En iyi spreadlerimiz ve koşullarımız

Indeks Dolar AS (DXY), yang melacak kinerja Dolar AS (USD) terhadap enam mata uang utama, pulih dari kerugian awal dan diperdagangkan di dekat 103,00 pada saat berita ini ditulis pada hari Senin setelah pergerakan awal yang lebih rendah. Pasar kembali menjual Dolar AS saat Ekuitas, Imbal Hasil, dan logam mulia turun lebih rendah. Kekhawatiran muncul setelah Presiden AS Donald Trump mengatakan pada akhir pekan bahwa ia akan tetap pada rencana tarifnya, sementara pendukung finansial dan miliarder Bill Ackman memperingatkan Presiden bahwa ia kehilangan kepercayaan para pemimpin bisnis.
Di sisi ekonomi, semua mata akan tertuju pada data Indeks Harga Konsumen (IHK) AS minggu ini. Indikator inflasi bulan Maret akan menjadi rilis pertama di mana beberapa dampak dari pemerintahan Trump mungkin sudah diharapkan. Dalam beberapa ringkasan mingguan yang diterbitkan di media sosial, Gedung Putih mengklaim bahwa Trump telah berhasil menurunkan harga pada semua barang makanan, seperti telur atau bensin di pompa. Ini dapat dilihat dan dibuktikan oleh rilis IHK yang akan datang pada hari Kamis.
Penolakan teknis yang kuat terjadi di indeks DXY pada awal minggu di awal hari Senin. Pemulihan pada hari Jumat tidak dapat melewati kembali ke level kunci 103,18. Sayangnya, di situlah pemulihan terhenti, yang berarti bahwa 103,18 adalah level yang sangat dipertahankan oleh para penjual Dolar AS.
Level pertama yang perlu diperhatikan adalah 103,18, yang dipertahankan sebagai support sepanjang bulan Maret dan memicu penolakan teknis pada hari Jumat. Di atas sana, level angka bulat 104,00 dan Simple Moving Average (SMA) 200-hari di 104,87 masuk ke dalam permainan.

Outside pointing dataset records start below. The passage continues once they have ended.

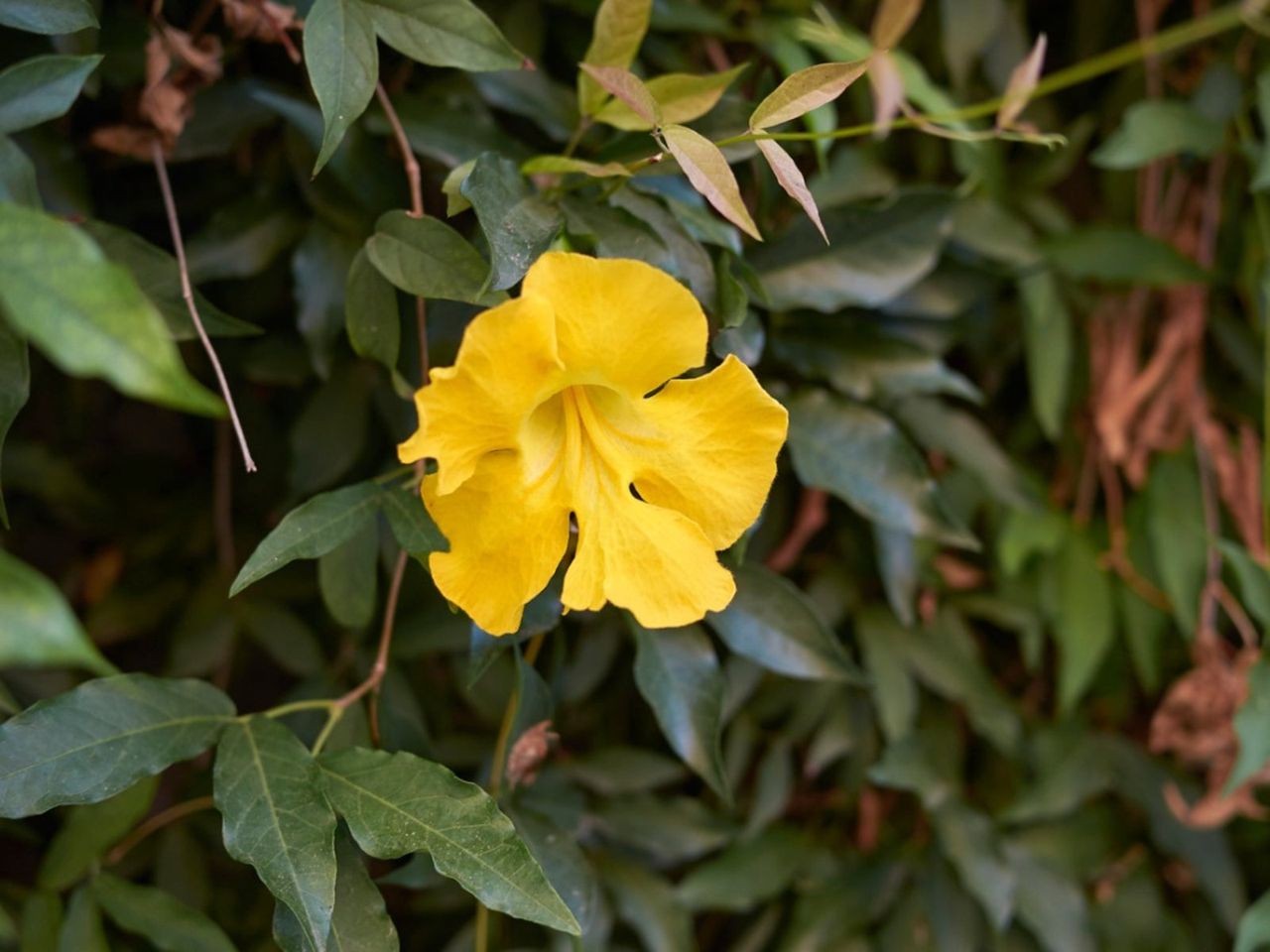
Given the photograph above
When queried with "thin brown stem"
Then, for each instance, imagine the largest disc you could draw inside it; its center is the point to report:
(408, 160)
(157, 823)
(187, 293)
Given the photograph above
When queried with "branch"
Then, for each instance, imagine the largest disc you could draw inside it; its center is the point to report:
(187, 293)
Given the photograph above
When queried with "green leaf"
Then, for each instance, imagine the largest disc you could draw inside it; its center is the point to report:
(864, 458)
(1252, 726)
(1121, 257)
(444, 33)
(518, 223)
(371, 312)
(361, 921)
(1155, 128)
(37, 627)
(746, 874)
(875, 254)
(772, 622)
(312, 530)
(348, 575)
(160, 918)
(41, 89)
(398, 803)
(1254, 932)
(48, 17)
(426, 257)
(708, 173)
(343, 61)
(806, 90)
(81, 928)
(87, 315)
(159, 278)
(648, 904)
(17, 176)
(268, 789)
(683, 96)
(411, 524)
(677, 673)
(619, 31)
(1179, 539)
(90, 743)
(1086, 619)
(1254, 579)
(1048, 343)
(89, 830)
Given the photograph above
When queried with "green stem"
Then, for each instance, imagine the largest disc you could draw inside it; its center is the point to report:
(495, 774)
(1159, 45)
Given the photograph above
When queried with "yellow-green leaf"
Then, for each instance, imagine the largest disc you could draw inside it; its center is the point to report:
(806, 90)
(629, 89)
(893, 21)
(684, 96)
(789, 177)
(708, 173)
(620, 28)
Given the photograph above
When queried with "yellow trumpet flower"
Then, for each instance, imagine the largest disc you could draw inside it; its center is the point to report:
(556, 407)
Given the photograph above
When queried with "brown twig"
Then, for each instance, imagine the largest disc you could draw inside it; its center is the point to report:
(813, 515)
(187, 293)
(157, 823)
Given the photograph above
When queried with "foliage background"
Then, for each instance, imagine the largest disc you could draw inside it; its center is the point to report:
(993, 683)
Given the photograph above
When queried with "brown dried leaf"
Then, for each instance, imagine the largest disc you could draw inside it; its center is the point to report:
(529, 752)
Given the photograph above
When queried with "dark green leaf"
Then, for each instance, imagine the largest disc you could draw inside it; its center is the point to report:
(865, 460)
(1121, 257)
(772, 622)
(1155, 128)
(371, 312)
(343, 62)
(312, 530)
(398, 803)
(103, 737)
(89, 830)
(873, 255)
(648, 904)
(747, 873)
(444, 33)
(1048, 344)
(426, 257)
(41, 89)
(517, 222)
(37, 627)
(411, 524)
(81, 928)
(164, 920)
(268, 791)
(359, 924)
(49, 17)
(677, 674)
(347, 578)
(158, 276)
(87, 315)
(1252, 726)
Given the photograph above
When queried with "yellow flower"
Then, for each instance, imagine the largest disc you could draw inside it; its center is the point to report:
(547, 413)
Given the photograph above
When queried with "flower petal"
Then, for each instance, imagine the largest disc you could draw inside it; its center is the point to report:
(653, 561)
(507, 365)
(506, 540)
(715, 457)
(620, 322)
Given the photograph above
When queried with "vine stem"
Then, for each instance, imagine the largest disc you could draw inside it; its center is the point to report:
(495, 775)
(187, 293)
(157, 823)
(1159, 45)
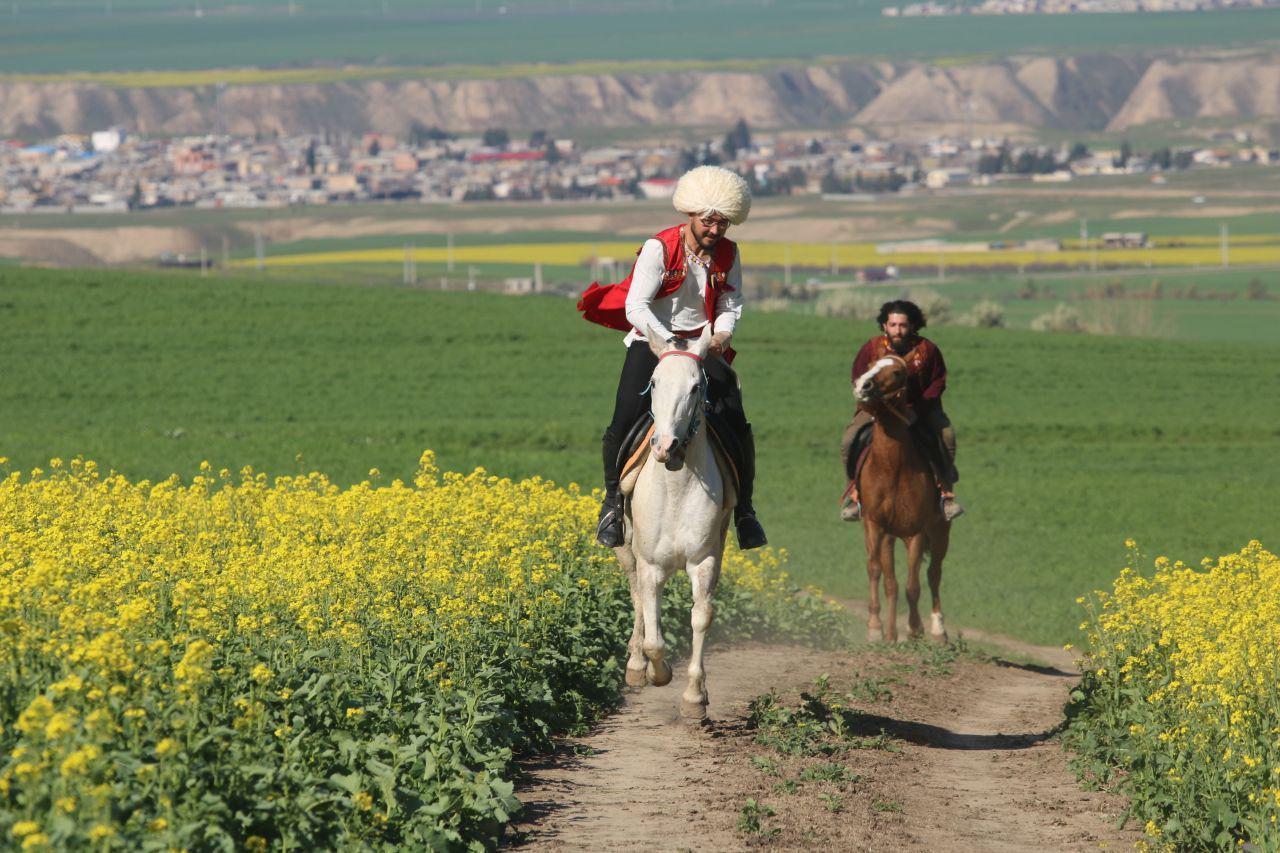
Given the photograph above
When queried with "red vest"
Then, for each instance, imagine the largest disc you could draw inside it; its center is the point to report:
(607, 304)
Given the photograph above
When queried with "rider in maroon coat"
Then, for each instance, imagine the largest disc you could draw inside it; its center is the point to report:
(901, 322)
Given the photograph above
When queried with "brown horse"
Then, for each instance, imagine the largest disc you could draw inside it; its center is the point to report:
(900, 501)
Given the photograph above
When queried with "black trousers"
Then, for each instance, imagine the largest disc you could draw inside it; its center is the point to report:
(629, 406)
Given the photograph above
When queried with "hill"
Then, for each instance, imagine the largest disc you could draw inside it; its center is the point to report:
(1088, 91)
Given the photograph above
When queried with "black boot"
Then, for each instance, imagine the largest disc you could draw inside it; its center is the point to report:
(608, 529)
(750, 532)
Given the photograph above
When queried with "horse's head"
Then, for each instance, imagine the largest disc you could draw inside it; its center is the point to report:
(677, 392)
(883, 381)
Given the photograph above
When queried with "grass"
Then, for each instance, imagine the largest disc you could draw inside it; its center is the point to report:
(1068, 443)
(56, 39)
(800, 254)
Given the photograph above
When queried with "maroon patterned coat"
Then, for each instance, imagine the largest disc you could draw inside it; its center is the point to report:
(927, 372)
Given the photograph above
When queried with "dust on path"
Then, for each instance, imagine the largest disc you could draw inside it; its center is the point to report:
(977, 769)
(647, 779)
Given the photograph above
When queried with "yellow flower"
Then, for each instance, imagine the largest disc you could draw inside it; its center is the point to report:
(101, 831)
(59, 725)
(80, 761)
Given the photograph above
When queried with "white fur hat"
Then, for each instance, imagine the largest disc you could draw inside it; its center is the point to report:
(713, 190)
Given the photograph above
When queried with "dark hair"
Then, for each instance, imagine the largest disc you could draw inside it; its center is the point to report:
(903, 306)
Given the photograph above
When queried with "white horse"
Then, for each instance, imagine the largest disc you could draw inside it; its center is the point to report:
(677, 518)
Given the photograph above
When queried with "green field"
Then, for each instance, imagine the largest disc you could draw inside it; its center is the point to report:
(1068, 443)
(1234, 306)
(81, 36)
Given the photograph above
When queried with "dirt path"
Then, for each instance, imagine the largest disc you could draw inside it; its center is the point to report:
(969, 763)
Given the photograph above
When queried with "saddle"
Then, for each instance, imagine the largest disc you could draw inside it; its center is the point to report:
(927, 441)
(725, 447)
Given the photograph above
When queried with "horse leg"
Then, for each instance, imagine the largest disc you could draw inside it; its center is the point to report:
(702, 578)
(650, 600)
(873, 534)
(887, 543)
(914, 551)
(636, 662)
(940, 539)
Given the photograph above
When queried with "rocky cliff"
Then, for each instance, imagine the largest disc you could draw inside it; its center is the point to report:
(1075, 92)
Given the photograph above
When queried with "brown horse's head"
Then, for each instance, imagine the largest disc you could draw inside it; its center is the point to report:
(883, 381)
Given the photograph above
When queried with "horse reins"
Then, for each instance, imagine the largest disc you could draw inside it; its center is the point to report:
(696, 420)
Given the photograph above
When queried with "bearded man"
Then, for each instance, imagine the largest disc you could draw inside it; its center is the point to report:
(685, 277)
(900, 323)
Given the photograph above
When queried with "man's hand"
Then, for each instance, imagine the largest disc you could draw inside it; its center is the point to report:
(720, 342)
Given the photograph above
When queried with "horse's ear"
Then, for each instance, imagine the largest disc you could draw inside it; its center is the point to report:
(656, 342)
(704, 341)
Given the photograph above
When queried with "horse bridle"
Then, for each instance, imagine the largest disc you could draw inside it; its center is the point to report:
(696, 420)
(890, 401)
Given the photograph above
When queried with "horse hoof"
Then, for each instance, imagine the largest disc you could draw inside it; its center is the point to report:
(693, 710)
(659, 673)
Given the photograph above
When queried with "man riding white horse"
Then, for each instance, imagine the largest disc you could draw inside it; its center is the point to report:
(685, 278)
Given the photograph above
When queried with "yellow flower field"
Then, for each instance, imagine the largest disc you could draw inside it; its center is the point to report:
(1182, 694)
(282, 662)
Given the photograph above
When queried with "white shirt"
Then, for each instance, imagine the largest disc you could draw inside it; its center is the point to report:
(685, 310)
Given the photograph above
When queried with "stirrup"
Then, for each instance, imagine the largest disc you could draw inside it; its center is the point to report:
(608, 529)
(750, 532)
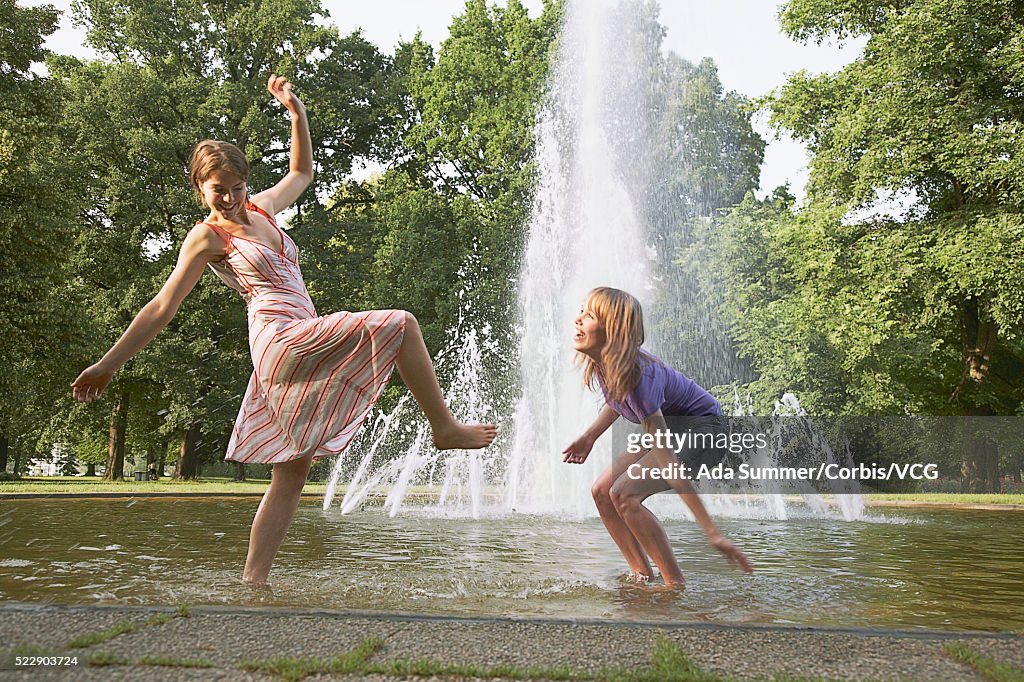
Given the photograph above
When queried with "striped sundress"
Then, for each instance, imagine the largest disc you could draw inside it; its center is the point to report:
(314, 378)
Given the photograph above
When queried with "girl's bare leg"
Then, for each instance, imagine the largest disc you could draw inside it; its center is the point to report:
(628, 496)
(620, 531)
(417, 371)
(273, 517)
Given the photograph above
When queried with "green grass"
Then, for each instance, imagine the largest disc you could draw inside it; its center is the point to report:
(668, 664)
(983, 665)
(91, 639)
(158, 619)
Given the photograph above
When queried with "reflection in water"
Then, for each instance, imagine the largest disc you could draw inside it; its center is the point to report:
(939, 569)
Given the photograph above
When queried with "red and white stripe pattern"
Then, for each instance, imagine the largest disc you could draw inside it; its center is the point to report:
(314, 378)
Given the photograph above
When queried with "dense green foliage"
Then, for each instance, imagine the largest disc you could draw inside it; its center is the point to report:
(854, 305)
(897, 288)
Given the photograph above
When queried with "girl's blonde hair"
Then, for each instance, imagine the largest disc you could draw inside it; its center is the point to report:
(210, 156)
(622, 316)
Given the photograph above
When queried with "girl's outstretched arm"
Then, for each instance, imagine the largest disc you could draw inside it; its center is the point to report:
(199, 249)
(579, 450)
(300, 171)
(733, 555)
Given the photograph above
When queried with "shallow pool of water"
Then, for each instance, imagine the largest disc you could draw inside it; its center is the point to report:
(948, 569)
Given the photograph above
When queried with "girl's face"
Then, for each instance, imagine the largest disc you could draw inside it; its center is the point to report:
(590, 337)
(224, 193)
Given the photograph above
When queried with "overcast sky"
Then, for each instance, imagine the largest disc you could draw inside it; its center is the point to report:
(741, 36)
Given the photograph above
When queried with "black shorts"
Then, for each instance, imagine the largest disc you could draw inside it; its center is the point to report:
(699, 440)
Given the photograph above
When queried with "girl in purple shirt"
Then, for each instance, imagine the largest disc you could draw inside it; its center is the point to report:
(637, 385)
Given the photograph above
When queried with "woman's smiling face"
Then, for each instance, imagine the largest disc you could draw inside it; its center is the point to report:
(589, 333)
(224, 193)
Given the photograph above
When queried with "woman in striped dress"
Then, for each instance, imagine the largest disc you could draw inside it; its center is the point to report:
(314, 378)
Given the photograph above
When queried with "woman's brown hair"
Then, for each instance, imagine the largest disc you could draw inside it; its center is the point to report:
(210, 156)
(622, 316)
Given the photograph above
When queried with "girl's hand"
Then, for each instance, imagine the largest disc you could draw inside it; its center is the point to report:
(578, 451)
(282, 90)
(90, 384)
(731, 553)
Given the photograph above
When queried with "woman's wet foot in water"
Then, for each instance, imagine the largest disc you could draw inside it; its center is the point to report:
(464, 436)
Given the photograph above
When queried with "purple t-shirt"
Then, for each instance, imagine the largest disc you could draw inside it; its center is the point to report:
(665, 388)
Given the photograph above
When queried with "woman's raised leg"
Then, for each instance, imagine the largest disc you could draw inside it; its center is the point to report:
(417, 371)
(628, 496)
(273, 517)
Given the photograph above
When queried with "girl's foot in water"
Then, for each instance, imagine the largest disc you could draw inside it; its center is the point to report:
(464, 436)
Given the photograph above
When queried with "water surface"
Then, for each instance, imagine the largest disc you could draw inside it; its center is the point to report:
(947, 569)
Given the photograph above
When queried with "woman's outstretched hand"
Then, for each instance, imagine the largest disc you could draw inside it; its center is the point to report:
(282, 90)
(732, 553)
(578, 451)
(91, 383)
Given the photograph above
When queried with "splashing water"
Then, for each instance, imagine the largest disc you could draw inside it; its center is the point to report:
(594, 150)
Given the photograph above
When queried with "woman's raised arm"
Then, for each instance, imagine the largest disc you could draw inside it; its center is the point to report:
(199, 249)
(300, 171)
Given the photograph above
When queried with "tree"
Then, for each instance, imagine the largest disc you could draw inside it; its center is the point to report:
(172, 74)
(38, 206)
(916, 309)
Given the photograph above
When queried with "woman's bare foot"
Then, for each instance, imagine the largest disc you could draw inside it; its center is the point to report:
(464, 436)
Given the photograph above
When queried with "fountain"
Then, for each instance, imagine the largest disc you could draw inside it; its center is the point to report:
(596, 140)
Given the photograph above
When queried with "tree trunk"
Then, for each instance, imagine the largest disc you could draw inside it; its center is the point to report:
(162, 461)
(980, 465)
(116, 448)
(187, 465)
(992, 468)
(978, 338)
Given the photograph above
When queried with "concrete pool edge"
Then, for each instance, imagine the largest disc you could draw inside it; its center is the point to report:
(288, 611)
(227, 637)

Di sisi bawah, 101,90 adalah garis pertahanan pertama dan seharusnya dapat memicu pemantulan karena telah mampu bertahan selama dua hari perdagangan terakhir. Mungkin tidak pada hari Senin, tetapi dalam beberapa hari ke depan, penembusan di bawah 101,90 dapat melihat penurunan lebih lanjut menuju 100,00.
Indeks Dolar AS: Grafik Harian
Secara umum, perang dagang adalah konflik ekonomi antara dua negara atau lebih akibat proteksionisme yang ekstrem di satu sisi. Ini mengimplikasikan penciptaan hambatan perdagangan, seperti tarif, yang mengakibatkan hambatan balasan, meningkatnya biaya impor, dan dengan demikian biaya hidup.
Konflik ekonomi antara Amerika Serikat (AS) dan Tiongkok dimulai pada awal 2018, ketika Presiden Donald Trump menetapkan hambatan perdagangan terhadap Tiongkok, mengklaim praktik komersial yang tidak adil dan pencurian kekayaan intelektual dari raksasa Asia tersebut. Tiongkok mengambil tindakan balasan, memberlakukan tarif pada berbagai barang AS, seperti mobil dan kedelai. Ketegangan meningkat hingga kedua negara menandatangani kesepakatan perdagangan AS-Tiongkok Fase Satu pada Januari 2020. Perjanjian tersebut mengharuskan reformasi struktural dan perubahan lain pada rezim ekonomi dan perdagangan Tiongkok serta berpura-pura mengembalikan stabilitas dan kepercayaan antara kedua negara. Pandemi Coronavirus mengalihkan fokus dari konflik tersebut. Namun, perlu dicatat bahwa Presiden Joe Biden, yang menjabat setelah Trump, mempertahankan tarif yang ada dan bahkan menambahkan beberapa pungutan lainnya.
Kembalinya Donald Trump ke Gedung Putih sebagai Presiden AS ke-47 telah memicu gelombang ketegangan baru antara kedua negara. Selama kampanye pemilu 2024, Trump berjanji untuk memberlakukan tarif 60% terhadap Tiongkok begitu ia kembali menjabat, yang ia lakukan pada tanggal 20 Januari 2025. Perang dagang AS-Tiongkok dimaksudkan untuk dilanjutkan dari titik terakhir, dengan kebijakan balas-membalas yang mempengaruhi lanskap ekonomi global di tengah gangguan dalam rantai pasokan global, yang mengakibatkan pengurangan belanja, terutama investasi, dan secara langsung berdampak pada inflasi Indeks Harga Konsumen.